Engineering adjuvants for predictable immunity

Insight from Steven Reed

A designer approach to adjuvant development may be required to improve upon natural immunity, to reliably induce protective immunity to pathogens against which we have no effective vaccines, and to develop effective therapeutic vaccines for cancer and other types of disease for which current therapies are inadequate.

The quest to design biological structures for adjuvant use began many years ago, exemplified by the work of Edgar Ribi to dissect the adjuvant activity from LPS while eliminating the toxic components. More recent work has defined the precise structure–function aspects of adjuvant binding to toll-like receptors (TLRs) using synthetic chemical entities. However, most adjuvants in current use, including those categorized loosely as “alum,” are not homogeneous and their composition is not well characterized. The effects of chemical composition, charge, particle size, shape, and particle association (e.g., encapsulation and internalization versus surface binding) all influence immunological responses, but precise, controlled studies with defined compositions and controlled variables, using innate responses ex vivo to predict adaptive responses in vivo, are relatively few.

Schematic of a layered double hydroxide showing the positively charged cation layers (red/blue circles) and negatively charged anion layers (green circles) sandwiched between two layers of water molecules.

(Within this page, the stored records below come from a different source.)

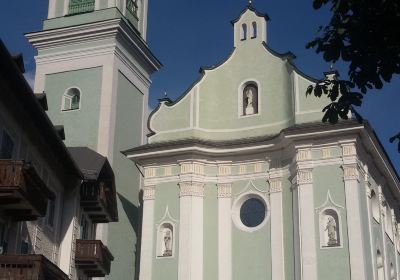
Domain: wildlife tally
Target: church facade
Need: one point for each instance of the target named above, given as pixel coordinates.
(94, 65)
(243, 181)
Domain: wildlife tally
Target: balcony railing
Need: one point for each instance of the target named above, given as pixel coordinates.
(93, 258)
(23, 195)
(80, 6)
(98, 201)
(29, 267)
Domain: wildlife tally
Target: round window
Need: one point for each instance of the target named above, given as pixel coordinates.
(252, 212)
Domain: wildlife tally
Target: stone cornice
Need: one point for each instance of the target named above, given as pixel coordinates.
(224, 190)
(149, 193)
(191, 189)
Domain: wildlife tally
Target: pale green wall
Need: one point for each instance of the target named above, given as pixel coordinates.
(81, 126)
(333, 259)
(127, 179)
(210, 239)
(288, 228)
(167, 194)
(251, 251)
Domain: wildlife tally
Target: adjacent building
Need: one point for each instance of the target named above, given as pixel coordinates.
(94, 65)
(243, 181)
(52, 200)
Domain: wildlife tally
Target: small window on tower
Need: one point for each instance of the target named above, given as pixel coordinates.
(71, 99)
(254, 25)
(243, 35)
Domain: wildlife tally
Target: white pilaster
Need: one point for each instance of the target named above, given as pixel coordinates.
(306, 225)
(224, 232)
(146, 253)
(278, 268)
(52, 9)
(372, 246)
(353, 212)
(190, 264)
(383, 229)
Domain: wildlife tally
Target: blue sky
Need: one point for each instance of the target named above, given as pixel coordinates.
(185, 35)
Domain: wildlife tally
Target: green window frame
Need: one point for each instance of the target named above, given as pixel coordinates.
(80, 6)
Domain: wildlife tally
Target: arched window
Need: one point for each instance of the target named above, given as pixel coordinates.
(243, 35)
(71, 99)
(388, 221)
(379, 265)
(250, 99)
(330, 228)
(375, 206)
(254, 25)
(166, 242)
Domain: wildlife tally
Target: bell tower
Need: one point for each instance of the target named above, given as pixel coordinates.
(94, 65)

The study by Williams et al. in this issue uses immune response readouts from cultured human and mouse dendritic cells to mathematically model the relationship between adjuvant materials and the immune responses they induce, adding a rational approach to the concept that “immunity can be determined purely by chemistry.” The authors used physically and chemically defined structures that resemble alum (layered double hydroxides [LDH]; see figure). The modeling predicted that varying three key physicochemical properties of LDHs (the ionic radius, the c-parameter [the interlayer spacing within the LDH], and the zeta potential [the magnitude of the electrical charge of the layer around the LDH particle]; see figure) would influence innate and adaptive responses in a predictable manner. These predictions were tested and verified in mouse immunization studies and ex vivo studies on human macrophages.

While it may still be some way off, this novel mathematical approach to predicting the immune responses induced by candidate crystalline adjuvants offers the exciting possibility of rational design of superior adjuvants.